In order to measure the human post editing effort accurately, we use TER (Translational Error Rate) value Snover et al., (2006). It calculates the number of editing operations, including phrasal shifts that are needed to change a hypothesis translation into an adequate and fluent sentence, normalized by the length of the final sentence. It is observed that the translations provided by current MT systems often fail to deliver desirable output. Thus, to improve the quality, translations are corrected or post-edited by human translators. One of the major goals of an automatic PE system is to reduce the effort of the human post-editors by automatically customizing the MT output to be suited for a particular translation domain.
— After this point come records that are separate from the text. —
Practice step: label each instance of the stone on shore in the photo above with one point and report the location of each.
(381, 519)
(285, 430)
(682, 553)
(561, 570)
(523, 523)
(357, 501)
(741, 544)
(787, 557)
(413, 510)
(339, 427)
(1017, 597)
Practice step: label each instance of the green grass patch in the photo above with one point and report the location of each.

In general, MT output suffers from a number of adequacy errors which include incorrect lexical choice, word ordering, insertion, deletion, etc. Thus, in the present attempt, we developed a SAPE system that covers the above-mentioned errors while dealing with the translated and post-edited MT outputs. In addition to SAPE system, we have also incorporated a Hierarchical Phrase-Based SMT (HPBSMT) Chiang, (2007) which is capable to correct word ordering error. The performance of a SMT (as well as SAPE) system heavily relies on bilingual data and word alignment methods. Therefore, we present a hybrid word alignment method in order to provide well estimated word alignment links to be used by our SAPE system. On the other hand, during the phrase alignment step, the system automatically estimates the word insertion errors (by considering one-to-many alignment links between MT–PE aligned data), word deletion errors (by considering many-to-one alignment links between MT–PE aligned data). It also handles lexical errors (by estimating lexical weights during model estimation) and word ordering. It has to be mentioned that the HPBSMT facilitates word ordering, as it uses synchronous context free grammar (SCFG) Aho and Ullman, (1969) based on hierarchical phrases.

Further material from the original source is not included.